Annual Lecture in Law and Society: Law and Social Illusion

Share:

Listens: 0

Foundation for Law, Justice and Society

Education


Professor Liam B Murphy, Herbert Peterfreund Professor of Law and Philosophy at New York University School of Law gives the 2013 Annual Lecture in Law and Society. In the wake of the House of Commons Debate on tax fairness and increasing public outrage at tax avoidance by Google and other multinationals, Professor Murphy will assess how misunderstandings of the ethical bases of the central legal institutions of a market economy badly distorts political debate on tax and other issues of social justice. Unlike some other parts of the law, the law of property and contract cannot plausibly be understood as attempts to enforce moral rights and duties that legal subjects have naturally, independently of law. They must be understood as Hume understood them: The legal rules of property and contract are artificial, or conventional, in that their justification lies in their effects on overall social welfare and justice. Once the law of property and contract are established, however, it is hard not to think of them as directly reflecting real rights and duties. The law of the market encourages a kind of everyday libertarianism in social attitudes.

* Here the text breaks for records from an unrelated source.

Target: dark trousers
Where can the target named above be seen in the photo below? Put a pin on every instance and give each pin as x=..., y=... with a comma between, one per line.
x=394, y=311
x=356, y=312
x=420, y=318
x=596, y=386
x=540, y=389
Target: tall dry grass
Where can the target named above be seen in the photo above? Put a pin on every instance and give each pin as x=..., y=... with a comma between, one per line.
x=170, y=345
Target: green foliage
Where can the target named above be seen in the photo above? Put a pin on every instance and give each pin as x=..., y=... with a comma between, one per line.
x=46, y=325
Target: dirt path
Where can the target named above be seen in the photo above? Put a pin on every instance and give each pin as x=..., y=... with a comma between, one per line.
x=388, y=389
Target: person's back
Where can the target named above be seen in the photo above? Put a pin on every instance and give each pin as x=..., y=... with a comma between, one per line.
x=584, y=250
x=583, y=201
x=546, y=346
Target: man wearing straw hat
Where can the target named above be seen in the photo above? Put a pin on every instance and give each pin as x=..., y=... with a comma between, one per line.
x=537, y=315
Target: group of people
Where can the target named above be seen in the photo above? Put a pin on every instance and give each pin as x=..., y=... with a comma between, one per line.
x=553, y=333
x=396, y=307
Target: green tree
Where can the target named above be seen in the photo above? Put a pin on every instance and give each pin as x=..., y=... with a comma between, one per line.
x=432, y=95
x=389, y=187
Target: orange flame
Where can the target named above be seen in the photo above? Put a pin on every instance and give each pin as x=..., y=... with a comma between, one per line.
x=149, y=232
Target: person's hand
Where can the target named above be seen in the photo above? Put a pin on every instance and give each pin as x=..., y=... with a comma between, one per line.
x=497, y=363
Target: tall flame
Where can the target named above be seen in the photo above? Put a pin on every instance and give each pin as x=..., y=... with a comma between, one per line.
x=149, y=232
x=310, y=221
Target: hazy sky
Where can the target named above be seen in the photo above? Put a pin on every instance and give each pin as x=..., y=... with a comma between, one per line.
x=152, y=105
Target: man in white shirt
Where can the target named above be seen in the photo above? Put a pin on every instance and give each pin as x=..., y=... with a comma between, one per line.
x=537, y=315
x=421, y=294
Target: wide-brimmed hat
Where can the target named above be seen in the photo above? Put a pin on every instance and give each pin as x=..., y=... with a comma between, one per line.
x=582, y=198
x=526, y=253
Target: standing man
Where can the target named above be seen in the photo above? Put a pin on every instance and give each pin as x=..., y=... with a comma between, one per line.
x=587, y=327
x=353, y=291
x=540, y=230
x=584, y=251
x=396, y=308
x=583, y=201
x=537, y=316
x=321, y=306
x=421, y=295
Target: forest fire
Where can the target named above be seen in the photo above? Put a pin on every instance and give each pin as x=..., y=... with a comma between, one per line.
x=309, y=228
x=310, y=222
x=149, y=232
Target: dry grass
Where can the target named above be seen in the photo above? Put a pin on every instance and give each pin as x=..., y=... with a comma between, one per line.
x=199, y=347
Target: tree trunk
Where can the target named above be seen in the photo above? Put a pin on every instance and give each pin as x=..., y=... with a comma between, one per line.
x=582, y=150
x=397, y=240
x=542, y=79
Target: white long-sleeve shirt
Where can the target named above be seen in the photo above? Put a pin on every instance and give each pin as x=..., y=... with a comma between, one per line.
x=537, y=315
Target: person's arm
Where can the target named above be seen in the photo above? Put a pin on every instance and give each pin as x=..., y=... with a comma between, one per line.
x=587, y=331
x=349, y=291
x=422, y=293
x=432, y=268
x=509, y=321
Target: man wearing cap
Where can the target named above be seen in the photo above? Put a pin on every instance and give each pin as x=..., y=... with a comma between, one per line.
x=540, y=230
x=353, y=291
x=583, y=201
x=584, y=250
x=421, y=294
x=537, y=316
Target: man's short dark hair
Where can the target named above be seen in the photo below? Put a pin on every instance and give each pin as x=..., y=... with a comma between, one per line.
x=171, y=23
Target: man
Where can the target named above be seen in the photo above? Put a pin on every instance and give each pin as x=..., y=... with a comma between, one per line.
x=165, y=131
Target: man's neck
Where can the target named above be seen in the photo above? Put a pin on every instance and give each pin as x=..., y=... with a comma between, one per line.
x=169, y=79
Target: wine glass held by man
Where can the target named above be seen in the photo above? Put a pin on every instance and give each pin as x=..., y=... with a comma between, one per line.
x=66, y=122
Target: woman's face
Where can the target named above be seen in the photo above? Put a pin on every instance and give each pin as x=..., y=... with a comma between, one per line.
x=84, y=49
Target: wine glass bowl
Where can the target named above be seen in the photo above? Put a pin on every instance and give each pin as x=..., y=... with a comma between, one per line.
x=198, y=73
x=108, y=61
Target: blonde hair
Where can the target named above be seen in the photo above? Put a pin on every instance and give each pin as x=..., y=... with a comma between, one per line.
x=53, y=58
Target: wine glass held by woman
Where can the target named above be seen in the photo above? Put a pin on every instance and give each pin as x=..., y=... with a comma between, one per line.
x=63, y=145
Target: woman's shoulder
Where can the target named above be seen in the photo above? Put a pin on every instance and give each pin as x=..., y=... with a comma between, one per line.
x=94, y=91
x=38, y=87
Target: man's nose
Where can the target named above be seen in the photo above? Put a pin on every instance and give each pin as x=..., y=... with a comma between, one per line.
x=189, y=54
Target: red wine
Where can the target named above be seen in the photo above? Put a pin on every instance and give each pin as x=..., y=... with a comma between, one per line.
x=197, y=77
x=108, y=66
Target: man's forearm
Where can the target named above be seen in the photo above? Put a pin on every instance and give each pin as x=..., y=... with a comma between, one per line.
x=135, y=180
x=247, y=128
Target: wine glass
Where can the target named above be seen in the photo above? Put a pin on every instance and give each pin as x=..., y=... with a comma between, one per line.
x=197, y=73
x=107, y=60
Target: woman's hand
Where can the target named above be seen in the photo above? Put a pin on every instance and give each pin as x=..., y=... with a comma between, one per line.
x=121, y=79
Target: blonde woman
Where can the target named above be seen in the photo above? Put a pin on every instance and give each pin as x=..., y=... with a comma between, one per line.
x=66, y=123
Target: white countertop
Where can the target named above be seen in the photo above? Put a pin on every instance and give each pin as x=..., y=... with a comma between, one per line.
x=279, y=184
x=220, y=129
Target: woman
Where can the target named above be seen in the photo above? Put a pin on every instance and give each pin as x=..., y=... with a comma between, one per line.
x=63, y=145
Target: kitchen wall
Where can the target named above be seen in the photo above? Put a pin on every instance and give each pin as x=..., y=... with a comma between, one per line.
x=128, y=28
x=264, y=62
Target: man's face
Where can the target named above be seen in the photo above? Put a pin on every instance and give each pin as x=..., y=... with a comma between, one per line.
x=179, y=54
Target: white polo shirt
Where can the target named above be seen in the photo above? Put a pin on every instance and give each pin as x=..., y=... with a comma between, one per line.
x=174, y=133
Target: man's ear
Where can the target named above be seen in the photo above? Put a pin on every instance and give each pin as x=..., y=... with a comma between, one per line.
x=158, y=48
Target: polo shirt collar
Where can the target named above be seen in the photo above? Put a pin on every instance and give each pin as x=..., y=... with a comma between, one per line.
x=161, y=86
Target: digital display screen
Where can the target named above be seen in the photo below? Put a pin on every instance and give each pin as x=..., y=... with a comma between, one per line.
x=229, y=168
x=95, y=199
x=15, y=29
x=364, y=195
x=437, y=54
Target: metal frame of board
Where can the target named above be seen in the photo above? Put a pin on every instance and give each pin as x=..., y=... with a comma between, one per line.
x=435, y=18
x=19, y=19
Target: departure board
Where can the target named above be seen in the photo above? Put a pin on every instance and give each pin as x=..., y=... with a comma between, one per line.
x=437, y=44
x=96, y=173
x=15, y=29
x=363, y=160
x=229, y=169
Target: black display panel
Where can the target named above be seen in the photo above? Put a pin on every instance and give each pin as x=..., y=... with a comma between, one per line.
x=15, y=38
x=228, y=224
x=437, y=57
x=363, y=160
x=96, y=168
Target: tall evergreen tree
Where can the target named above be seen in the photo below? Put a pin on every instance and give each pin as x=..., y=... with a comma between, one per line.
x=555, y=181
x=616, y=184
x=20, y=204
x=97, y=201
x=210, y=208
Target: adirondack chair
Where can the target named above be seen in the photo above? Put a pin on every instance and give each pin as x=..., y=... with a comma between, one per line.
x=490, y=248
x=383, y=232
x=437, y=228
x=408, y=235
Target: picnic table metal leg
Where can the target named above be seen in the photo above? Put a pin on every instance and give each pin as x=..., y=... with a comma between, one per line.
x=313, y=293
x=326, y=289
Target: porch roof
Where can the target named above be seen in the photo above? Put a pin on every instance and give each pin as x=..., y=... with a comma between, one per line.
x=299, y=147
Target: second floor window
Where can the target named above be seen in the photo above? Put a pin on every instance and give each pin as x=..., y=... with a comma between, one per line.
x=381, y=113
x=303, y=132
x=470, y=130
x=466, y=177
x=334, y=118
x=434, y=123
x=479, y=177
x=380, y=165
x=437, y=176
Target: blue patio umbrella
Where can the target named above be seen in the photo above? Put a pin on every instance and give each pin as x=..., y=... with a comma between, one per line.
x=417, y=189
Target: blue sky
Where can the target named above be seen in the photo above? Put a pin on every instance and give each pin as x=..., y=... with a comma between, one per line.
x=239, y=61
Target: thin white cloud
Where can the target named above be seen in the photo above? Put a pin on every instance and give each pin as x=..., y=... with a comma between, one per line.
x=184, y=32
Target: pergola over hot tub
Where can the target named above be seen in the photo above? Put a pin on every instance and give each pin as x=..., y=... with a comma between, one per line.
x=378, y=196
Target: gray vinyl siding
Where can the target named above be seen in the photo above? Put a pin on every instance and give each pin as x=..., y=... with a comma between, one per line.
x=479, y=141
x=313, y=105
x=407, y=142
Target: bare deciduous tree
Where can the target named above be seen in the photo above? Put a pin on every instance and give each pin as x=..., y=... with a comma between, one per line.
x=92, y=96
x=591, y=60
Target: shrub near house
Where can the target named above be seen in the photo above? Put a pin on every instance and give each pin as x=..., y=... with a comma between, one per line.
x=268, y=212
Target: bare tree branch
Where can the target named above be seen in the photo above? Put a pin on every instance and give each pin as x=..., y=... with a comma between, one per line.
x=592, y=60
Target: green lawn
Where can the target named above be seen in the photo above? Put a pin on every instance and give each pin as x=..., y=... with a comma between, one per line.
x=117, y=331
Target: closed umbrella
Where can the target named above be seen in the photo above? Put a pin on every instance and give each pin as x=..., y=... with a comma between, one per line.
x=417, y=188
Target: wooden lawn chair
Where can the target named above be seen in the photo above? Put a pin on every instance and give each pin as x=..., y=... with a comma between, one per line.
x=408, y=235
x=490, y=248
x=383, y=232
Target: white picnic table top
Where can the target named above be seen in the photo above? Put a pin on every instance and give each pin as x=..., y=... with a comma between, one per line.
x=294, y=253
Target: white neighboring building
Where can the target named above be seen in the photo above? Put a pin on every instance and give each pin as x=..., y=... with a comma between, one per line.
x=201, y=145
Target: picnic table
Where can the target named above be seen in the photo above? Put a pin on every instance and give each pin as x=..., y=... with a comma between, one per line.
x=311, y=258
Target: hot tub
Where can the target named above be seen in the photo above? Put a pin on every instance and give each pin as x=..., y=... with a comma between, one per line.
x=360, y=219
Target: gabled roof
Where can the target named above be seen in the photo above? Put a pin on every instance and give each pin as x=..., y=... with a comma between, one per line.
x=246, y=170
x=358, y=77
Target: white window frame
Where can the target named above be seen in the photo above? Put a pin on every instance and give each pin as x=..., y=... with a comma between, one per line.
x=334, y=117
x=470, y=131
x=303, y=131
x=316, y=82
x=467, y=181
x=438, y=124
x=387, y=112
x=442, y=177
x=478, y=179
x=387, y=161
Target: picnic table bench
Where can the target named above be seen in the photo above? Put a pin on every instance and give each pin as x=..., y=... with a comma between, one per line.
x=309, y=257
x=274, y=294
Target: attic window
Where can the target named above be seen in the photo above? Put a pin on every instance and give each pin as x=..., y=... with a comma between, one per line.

This illusion leads us to believe, for example, that pre-tax income and wealth represent moral entitlements that should be used as a baseline in discussions of tax justice. The common criteria of tax fairness - vertical and horizontal equity - demand that those with more pre-tax income pay proportionately more tax, and that those with the same pre-tax income pay the same. But justice is not a matter of applying some equitable-seeming functions to a morally arbitrary initial distribution. The social illusion generated by the law of the market also distorts political discussion of contract. Everyday libertarianism lies behind the idea of freedom of contract. More surprising, it misleads some economic analysts of law, who would be the first to insist on the conventional nature of the law of contract.